1.  Configure existing firewall services for blocking and throttling.  Though traditional tools may not be as effective when it comes to modern browser-based DDOS attacks, configuring them to do blocking and throttling can still be helpful. With throttling, you set a limit on the number of times any client — be it a bot or a real browser — can hit your site in a given period of time.  Any client that exceeds the limit will be cut off.   For tips on finding your appropriate throttling limit, check out our blog post on
bot traffic.

2.  Leverage cloud-based firewall services.  The bottom line for mitigating a large-scale DDOS attack is to have enough capacity to handle the volume.  In the not-so-distant past, building a large-scale infrastructure was prohibitively expensive and thus wasn’t feasible for most businesses. Then the cloud changed everything. Now, cloud-based firewall services are built to be elastic and are able to scrub and offload an influx of traffic onto a global network efficiently and automatically.  A hybrid-cloud network that includes both cloud servers and terrestrial servers positioned around the globe is best for this.

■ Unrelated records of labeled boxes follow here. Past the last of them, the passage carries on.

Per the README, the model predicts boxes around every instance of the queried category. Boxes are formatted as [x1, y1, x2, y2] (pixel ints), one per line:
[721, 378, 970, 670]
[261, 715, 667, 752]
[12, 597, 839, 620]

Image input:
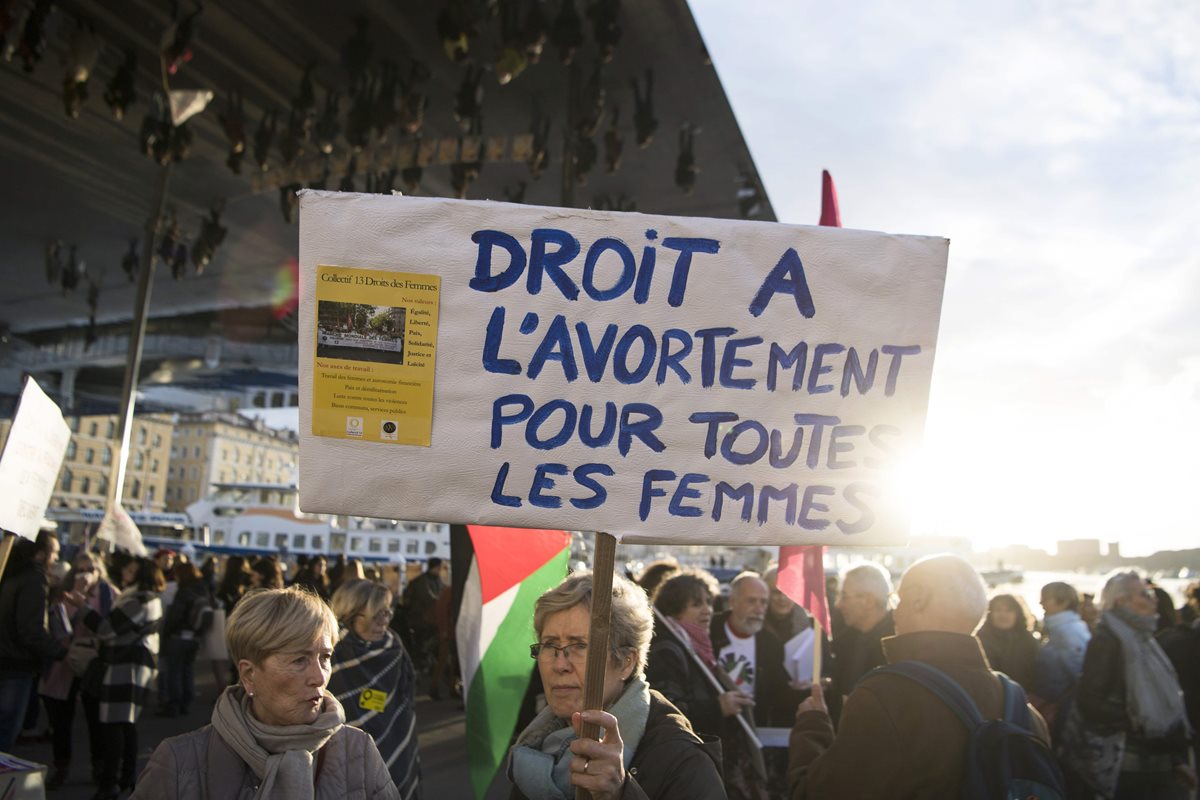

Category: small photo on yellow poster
[312, 265, 442, 447]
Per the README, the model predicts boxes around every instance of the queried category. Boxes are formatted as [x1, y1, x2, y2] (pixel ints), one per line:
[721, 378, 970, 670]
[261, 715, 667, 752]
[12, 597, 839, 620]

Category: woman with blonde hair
[329, 578, 421, 800]
[133, 588, 400, 800]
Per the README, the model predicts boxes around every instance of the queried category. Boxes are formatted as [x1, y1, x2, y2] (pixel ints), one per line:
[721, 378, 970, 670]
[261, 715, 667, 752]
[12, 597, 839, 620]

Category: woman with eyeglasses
[1062, 570, 1196, 800]
[329, 579, 421, 800]
[508, 572, 726, 800]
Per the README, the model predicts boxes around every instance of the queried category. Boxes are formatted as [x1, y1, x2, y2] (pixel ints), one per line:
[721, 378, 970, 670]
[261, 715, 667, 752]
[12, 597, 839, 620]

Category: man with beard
[710, 572, 800, 799]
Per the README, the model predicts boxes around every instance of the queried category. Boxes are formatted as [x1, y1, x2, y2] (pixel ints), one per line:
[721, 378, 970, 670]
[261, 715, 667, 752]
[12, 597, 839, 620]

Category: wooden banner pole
[0, 533, 17, 581]
[575, 531, 617, 800]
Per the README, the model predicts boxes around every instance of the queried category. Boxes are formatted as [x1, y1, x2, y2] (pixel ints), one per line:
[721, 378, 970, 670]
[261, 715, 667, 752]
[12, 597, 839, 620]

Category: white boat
[48, 483, 450, 564]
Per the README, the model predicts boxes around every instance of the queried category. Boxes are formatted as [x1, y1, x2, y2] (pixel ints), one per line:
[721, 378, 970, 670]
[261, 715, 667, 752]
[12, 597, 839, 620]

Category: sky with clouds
[691, 0, 1200, 554]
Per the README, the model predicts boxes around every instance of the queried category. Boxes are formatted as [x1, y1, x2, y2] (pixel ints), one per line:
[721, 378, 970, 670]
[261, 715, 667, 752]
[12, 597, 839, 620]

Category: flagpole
[575, 530, 617, 800]
[812, 616, 821, 686]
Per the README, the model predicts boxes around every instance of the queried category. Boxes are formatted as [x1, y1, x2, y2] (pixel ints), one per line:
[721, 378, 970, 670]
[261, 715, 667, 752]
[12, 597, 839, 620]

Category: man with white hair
[788, 555, 1049, 800]
[829, 563, 895, 718]
[709, 572, 799, 726]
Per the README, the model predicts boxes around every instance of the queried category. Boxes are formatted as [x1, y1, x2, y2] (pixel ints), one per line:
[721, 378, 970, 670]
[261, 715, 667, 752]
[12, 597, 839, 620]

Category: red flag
[775, 169, 841, 636]
[775, 545, 829, 636]
[820, 169, 841, 228]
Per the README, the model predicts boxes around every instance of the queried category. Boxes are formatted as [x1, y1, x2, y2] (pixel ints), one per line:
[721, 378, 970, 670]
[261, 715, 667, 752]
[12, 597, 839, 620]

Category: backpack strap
[869, 661, 984, 730]
[991, 672, 1033, 733]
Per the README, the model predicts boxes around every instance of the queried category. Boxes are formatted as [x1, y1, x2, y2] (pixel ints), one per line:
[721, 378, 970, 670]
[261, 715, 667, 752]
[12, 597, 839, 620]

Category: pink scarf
[674, 619, 716, 667]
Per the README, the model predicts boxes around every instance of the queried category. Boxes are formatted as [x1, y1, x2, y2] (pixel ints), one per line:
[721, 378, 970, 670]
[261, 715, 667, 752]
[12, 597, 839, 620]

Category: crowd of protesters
[0, 533, 432, 800]
[0, 534, 1200, 800]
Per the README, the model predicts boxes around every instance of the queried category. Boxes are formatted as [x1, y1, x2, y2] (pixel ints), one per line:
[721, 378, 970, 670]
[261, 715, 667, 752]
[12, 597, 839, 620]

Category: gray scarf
[212, 686, 346, 800]
[509, 678, 650, 800]
[1100, 606, 1187, 739]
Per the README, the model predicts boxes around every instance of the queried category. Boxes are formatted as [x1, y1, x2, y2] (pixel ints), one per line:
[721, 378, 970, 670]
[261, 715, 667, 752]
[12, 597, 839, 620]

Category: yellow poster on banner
[312, 265, 442, 447]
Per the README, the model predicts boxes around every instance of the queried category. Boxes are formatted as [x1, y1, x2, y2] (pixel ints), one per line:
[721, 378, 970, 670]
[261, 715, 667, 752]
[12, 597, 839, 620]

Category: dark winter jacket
[0, 564, 67, 675]
[646, 624, 724, 736]
[976, 622, 1038, 693]
[788, 631, 1050, 800]
[1154, 622, 1200, 742]
[827, 612, 896, 700]
[1075, 624, 1187, 763]
[509, 690, 726, 800]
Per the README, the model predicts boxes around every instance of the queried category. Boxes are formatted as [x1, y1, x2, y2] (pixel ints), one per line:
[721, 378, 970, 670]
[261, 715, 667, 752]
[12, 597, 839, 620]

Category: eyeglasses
[529, 642, 588, 663]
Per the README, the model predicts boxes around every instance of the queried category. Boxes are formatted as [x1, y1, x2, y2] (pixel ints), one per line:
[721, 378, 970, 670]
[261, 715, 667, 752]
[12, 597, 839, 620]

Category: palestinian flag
[451, 525, 571, 798]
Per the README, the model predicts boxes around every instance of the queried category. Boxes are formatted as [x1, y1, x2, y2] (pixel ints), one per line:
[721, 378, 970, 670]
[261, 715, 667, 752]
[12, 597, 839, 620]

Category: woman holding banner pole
[508, 572, 726, 800]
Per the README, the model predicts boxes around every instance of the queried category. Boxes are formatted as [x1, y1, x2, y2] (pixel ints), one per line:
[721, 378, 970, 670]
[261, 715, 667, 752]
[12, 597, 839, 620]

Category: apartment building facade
[0, 414, 175, 511]
[167, 411, 300, 511]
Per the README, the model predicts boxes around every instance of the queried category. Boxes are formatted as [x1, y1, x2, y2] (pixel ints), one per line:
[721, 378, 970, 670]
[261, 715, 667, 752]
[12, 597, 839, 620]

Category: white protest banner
[96, 503, 150, 558]
[0, 377, 71, 539]
[299, 191, 948, 545]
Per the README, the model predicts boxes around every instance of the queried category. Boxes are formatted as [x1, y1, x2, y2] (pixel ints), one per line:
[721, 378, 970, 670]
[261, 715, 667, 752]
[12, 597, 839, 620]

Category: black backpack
[872, 661, 1067, 800]
[187, 591, 214, 633]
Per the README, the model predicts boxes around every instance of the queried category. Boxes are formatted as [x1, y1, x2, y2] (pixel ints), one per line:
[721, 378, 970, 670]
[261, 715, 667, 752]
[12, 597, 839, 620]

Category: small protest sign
[300, 191, 948, 545]
[0, 378, 71, 539]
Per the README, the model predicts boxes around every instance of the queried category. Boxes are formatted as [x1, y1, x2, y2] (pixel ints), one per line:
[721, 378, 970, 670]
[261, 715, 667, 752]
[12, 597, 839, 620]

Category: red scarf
[674, 619, 716, 667]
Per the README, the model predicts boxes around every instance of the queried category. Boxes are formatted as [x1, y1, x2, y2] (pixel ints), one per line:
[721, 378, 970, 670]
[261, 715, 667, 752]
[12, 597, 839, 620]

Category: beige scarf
[212, 686, 346, 800]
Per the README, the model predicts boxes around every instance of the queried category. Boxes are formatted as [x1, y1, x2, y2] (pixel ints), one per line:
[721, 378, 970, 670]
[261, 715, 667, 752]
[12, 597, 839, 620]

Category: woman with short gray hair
[508, 572, 725, 800]
[329, 578, 421, 800]
[1063, 571, 1196, 800]
[133, 587, 400, 800]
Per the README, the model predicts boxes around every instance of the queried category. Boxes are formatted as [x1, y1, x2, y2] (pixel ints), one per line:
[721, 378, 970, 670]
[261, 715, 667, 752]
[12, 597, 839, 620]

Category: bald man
[788, 555, 1050, 800]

3.  Your defense mechanism needs to be highly flexible and configurable.  You must be able to respond in real-time to attacks.  You simply cannot pre-program defense for real-browser attacks, since the attacks are coming from what looks like legitimate traffic. For example, below is a typical HTTP request sent during the current attack:

The request is cleverly made to look like it’s from a Google query and is a regular user agent, making it impossible for an automated defense mechanism to distinguish it from normal traffic.  What’s more, it disables caching by using a Cache-Control set to “no-cache,” meaning  the web server needs to process and generate every request, adding much more pressure to the server.

A site owner who sees a pattern of requests that look like this (or, in this case, notices the “OpFreeAssange” hashtag in the GET request) should be able to configure the defense mechanism to respond to specific kinds of requests.  For example, with the right defense arrangement, you can override the no-cache and set all requests that follow the pattern you’ve identified to be served from the cached “edge” rather than the server, neutering the attack even as it continues to happen.

Be Prepared

The bottom line: be prepared.  Some of the UK government websites went down, but not all of those attacked did.  Using methods and tools that are as current as the hackers can keep your site ahead of the curve.